Morphism with connected fibers induce surjection on fundamental groups?

Assuming that your map $f\colon X \rightarrow Y$ is a map of CW complexes, the answer is yes.

In fact, you can get away with quite a bit less. Assume that $X$ and $Y$ are arbitrary CW complexes equipped with basepoints $x_0 \in X^{(0)}$ and $y_0 \in Y^{(0)}$ and that $f\colon (X,x_0) \rightarrow (Y,y_0)$ is a map of CW complexes. Furthermore, assume that for all vertices $v \in Y^{(0)}$, the preimage $f^{-1}(v)$ is connected and that for all $1$-simplices $e$ of $Y$, there is some $1$-simplex $E$ of $X$ that is taken to $e$ by $f$. Then I claim that $f_{\ast}\colon \pi_1(X,x_0) \rightarrow \pi_1(Y,y_0)$ is surjective.

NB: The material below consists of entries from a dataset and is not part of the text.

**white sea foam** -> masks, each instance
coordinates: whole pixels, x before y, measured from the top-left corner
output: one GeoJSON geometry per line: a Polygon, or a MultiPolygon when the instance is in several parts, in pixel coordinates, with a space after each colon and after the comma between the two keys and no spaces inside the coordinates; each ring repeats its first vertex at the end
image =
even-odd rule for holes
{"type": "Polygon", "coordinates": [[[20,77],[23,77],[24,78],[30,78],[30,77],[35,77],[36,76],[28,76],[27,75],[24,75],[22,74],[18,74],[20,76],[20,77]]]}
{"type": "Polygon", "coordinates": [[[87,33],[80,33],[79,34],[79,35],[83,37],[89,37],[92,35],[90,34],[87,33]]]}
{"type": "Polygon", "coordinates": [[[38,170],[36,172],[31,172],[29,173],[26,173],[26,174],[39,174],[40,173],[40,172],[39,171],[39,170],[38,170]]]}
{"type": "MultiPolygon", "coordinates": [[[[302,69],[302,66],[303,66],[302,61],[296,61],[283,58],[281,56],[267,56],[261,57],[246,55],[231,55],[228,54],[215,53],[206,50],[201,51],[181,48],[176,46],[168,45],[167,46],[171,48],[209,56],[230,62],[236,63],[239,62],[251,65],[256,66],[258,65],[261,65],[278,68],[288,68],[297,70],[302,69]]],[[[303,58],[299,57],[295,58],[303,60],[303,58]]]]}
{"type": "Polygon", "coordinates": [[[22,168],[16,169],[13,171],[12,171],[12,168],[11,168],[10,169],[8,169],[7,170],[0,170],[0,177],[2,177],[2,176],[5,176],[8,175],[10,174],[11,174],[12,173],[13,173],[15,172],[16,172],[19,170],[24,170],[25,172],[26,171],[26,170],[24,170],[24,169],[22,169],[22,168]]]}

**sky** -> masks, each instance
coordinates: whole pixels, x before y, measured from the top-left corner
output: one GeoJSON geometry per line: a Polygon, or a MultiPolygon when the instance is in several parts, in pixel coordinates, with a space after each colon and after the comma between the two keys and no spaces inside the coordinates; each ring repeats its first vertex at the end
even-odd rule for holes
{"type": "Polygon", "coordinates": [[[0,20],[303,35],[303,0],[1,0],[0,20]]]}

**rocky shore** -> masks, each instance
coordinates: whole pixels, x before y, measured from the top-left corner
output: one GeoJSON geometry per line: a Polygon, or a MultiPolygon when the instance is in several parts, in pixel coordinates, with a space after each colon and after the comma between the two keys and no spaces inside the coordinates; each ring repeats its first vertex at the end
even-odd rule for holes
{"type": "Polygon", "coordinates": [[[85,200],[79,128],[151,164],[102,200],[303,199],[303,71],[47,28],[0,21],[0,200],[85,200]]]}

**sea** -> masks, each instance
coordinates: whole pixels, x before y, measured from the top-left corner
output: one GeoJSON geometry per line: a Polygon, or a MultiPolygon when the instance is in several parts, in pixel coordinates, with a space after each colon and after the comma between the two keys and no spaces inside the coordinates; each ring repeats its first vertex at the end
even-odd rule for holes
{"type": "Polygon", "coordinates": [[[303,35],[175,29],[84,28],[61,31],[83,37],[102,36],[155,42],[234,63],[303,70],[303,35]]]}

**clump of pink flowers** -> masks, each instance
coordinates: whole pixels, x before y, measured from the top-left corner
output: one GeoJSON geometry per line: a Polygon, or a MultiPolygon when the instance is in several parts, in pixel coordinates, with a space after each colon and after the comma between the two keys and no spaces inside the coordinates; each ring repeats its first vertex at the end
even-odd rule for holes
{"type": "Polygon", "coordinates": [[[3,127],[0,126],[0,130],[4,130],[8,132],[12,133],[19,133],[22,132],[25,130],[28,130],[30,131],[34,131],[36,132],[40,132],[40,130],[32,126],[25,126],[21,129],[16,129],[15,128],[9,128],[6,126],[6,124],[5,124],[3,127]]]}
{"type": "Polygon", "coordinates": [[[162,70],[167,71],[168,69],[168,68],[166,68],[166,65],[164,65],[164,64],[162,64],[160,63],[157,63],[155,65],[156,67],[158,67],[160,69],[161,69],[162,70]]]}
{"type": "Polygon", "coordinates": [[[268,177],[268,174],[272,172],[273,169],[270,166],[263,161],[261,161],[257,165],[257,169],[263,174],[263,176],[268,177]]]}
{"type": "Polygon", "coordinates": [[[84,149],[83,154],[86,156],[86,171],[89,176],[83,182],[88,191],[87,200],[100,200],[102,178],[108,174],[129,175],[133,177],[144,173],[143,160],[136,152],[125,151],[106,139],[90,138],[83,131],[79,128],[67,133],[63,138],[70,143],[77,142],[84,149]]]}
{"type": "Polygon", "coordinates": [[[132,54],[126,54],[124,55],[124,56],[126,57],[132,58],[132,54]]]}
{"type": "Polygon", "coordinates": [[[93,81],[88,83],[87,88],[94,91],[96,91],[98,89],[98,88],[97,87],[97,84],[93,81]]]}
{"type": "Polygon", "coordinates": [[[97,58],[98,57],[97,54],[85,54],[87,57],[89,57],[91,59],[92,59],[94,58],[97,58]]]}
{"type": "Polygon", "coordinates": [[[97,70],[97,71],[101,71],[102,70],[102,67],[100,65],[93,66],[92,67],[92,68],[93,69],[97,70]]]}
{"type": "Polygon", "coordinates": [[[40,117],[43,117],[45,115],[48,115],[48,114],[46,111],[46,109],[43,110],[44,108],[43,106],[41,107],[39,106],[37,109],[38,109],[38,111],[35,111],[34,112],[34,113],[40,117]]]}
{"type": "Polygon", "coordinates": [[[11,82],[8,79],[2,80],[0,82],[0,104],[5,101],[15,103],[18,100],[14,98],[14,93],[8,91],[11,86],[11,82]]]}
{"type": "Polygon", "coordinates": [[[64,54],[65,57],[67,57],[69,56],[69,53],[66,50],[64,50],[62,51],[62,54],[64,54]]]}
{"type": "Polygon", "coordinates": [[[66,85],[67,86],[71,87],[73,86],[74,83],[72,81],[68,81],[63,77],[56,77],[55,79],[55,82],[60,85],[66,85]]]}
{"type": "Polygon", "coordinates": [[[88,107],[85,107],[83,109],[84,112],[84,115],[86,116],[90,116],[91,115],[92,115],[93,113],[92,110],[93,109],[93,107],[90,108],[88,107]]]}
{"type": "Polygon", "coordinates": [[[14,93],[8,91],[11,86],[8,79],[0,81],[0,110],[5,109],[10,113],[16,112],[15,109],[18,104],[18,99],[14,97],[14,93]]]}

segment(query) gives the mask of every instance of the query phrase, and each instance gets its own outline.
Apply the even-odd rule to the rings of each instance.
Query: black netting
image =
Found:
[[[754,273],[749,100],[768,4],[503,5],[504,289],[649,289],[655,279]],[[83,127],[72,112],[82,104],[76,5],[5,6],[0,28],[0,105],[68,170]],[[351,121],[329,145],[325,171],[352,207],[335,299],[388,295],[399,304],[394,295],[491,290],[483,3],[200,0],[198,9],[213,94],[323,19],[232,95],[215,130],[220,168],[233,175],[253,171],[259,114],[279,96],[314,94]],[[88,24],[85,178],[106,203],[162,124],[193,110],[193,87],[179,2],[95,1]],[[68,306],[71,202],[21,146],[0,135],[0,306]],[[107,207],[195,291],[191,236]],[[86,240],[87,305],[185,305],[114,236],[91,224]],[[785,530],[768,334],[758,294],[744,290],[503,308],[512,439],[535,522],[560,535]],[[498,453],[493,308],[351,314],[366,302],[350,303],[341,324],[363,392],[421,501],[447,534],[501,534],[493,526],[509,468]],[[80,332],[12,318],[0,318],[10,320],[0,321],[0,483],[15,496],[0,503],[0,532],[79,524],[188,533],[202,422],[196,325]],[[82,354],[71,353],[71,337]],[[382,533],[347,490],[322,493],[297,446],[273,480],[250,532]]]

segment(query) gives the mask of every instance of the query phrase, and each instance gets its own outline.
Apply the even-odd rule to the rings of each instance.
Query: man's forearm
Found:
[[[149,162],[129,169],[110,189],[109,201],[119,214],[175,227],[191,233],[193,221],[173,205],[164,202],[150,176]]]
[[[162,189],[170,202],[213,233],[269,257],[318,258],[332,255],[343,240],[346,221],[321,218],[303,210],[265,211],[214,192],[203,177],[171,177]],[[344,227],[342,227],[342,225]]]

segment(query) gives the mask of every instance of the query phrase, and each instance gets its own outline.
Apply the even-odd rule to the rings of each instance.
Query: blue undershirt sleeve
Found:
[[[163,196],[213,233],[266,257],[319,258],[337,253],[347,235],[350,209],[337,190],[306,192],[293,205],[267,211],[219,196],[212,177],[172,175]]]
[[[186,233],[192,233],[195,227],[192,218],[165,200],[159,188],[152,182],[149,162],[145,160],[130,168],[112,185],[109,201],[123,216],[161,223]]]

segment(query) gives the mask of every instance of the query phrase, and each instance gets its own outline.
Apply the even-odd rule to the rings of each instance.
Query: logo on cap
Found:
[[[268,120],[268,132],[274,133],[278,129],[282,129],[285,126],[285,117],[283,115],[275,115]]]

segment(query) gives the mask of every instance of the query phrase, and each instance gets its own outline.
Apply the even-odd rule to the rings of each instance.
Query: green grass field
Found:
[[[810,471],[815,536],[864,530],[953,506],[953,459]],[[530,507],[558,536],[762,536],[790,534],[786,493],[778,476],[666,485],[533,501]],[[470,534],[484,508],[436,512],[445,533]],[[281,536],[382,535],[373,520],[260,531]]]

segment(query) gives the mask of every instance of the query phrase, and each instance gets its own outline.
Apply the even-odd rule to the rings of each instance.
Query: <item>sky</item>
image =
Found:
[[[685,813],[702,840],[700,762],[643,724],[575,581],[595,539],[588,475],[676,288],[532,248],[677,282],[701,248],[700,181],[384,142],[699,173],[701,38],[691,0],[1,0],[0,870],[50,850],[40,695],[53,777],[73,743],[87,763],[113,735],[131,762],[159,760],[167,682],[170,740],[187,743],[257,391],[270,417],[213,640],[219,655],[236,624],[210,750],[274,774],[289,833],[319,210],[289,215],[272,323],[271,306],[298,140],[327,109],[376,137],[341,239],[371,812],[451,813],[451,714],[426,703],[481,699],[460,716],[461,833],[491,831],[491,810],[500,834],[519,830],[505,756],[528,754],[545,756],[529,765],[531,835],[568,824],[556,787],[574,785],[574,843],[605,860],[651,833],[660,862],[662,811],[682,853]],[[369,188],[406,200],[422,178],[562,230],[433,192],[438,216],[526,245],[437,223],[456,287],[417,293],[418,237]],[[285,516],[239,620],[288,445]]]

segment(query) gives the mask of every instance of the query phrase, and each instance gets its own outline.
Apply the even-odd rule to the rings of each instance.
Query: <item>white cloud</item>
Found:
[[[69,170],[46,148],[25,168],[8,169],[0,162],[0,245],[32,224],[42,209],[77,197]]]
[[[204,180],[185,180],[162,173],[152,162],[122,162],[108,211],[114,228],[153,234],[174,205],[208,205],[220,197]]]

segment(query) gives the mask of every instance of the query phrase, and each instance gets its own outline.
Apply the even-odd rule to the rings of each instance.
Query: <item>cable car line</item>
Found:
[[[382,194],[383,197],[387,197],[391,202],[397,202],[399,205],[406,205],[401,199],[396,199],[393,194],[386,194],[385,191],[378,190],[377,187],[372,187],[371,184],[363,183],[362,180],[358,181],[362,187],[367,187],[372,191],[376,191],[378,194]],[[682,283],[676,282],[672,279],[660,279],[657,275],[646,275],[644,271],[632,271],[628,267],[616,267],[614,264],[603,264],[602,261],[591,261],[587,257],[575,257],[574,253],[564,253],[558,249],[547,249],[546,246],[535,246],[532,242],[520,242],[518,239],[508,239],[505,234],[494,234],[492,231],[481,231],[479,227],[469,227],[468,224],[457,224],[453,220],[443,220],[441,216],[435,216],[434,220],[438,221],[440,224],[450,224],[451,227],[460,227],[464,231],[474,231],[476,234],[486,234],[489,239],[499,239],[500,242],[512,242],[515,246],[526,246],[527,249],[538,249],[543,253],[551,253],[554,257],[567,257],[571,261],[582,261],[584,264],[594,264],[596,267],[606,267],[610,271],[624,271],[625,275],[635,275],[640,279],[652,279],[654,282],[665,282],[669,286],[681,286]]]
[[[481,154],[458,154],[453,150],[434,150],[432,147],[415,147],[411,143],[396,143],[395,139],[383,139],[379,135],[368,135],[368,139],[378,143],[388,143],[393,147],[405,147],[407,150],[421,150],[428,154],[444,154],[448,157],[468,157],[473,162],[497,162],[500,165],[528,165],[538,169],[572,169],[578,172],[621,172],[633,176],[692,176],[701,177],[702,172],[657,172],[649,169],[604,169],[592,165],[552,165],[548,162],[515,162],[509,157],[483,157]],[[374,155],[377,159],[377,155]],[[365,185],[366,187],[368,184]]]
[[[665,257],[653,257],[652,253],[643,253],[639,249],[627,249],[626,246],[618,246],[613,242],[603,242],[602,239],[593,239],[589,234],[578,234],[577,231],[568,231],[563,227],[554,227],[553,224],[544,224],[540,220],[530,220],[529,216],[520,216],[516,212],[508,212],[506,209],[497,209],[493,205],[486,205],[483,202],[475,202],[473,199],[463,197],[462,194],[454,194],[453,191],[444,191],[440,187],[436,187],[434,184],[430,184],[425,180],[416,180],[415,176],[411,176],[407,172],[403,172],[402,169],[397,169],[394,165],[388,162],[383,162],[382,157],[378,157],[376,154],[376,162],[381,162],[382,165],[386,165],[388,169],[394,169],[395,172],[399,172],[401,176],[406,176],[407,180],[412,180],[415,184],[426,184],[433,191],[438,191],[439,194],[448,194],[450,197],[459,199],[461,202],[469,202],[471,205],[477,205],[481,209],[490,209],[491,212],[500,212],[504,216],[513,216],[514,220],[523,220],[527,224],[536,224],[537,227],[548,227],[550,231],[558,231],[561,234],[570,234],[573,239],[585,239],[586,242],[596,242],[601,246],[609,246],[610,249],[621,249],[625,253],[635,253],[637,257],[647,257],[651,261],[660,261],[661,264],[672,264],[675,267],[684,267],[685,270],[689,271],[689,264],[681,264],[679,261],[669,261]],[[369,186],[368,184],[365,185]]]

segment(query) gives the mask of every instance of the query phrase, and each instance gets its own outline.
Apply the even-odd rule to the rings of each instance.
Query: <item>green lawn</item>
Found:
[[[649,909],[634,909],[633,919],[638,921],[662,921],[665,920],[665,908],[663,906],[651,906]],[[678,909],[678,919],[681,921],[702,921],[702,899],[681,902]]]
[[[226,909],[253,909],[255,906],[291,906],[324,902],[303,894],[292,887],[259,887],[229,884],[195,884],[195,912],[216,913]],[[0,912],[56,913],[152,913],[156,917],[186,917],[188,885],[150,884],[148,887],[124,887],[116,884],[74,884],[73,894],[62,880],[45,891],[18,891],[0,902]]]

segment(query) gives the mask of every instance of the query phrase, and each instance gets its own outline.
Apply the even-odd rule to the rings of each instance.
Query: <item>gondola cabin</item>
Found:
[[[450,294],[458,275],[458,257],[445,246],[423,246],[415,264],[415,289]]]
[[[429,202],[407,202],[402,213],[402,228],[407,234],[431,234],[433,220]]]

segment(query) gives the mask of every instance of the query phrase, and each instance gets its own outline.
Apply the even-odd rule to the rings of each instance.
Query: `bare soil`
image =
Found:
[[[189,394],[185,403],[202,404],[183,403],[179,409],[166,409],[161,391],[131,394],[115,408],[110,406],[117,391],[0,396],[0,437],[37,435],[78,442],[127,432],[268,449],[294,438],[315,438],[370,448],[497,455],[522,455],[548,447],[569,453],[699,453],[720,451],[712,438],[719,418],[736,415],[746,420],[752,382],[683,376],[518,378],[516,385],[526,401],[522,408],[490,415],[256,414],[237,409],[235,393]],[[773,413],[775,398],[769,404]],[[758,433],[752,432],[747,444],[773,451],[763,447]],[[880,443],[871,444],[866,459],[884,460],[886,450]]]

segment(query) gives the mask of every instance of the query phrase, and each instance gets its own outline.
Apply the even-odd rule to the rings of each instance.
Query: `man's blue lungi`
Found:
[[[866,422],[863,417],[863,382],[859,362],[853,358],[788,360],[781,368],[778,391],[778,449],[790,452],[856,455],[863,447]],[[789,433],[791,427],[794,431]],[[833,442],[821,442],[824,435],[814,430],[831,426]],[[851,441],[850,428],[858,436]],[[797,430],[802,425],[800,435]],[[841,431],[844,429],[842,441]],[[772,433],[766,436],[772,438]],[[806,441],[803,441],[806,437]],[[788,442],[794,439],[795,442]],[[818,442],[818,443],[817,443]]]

There is probably some fancy way of seeing this, but here's a down-to-earth argument. Every element of $\pi_1(Y,y_0)$ can be represented by an edge path in the $1$-skeleton. Let $e_1,e_2,\ldots,e_k$ be the edges traversed by that edge path. The lift to $X$ is then as follows:

  1. Start at $x_0$.
  2. There is some edge $E_1$ of $X$ projecting to $e_1$; move in the fiber $f^{-1}(y_0)$ to the starting point of $E_1$ and then go across $E_1$.
  3. Letting $y_1$ be the ending point of $e_1$, there again exists some edge $E_2$ of $X$ projecting to $e_2$. Move in the fiber $f^{-1}(y_1)$ to the starting point of $E_2$ and then go across $E_2$.
  4. etc.
  5. At the end of this process, you'll end up at a point of $f^{-1}(y_0)$. Move in the fiber $f^{-1}(x_0)$ back to $x_0$, closing up the loop.

This answer is a complement to Andy's one. If $X$ and $Y$ are complex algebraic varieties then you have the following fact (see more generally Kollár "Shafarevich maps and automorphic forms" Proposition 2.10.2):

If $X$, $Y$ are irreducible algebraic varieties with $Y$ normal and $f:X\to Y$ is a dominant morphism such that the geometric generic fiber is connected then $f_*:\pi_1(X)\to \pi_1(Y)$ is surjective.

In case $Y$ is not normal then the above fact is not true. Take $Y=$ nodal cubic, $X=$ normalization of $Y$ minus one of the two preimages of the node. This situation is realized topologically as follows: it's the map from the sphere minus North Pole to the sphere with North Pole and South Pole identified. (Deleting one of the two points is not necessary to provide a counterexample to the above fact but it provides a counterexample with connected fibers, which is the case you are interested in).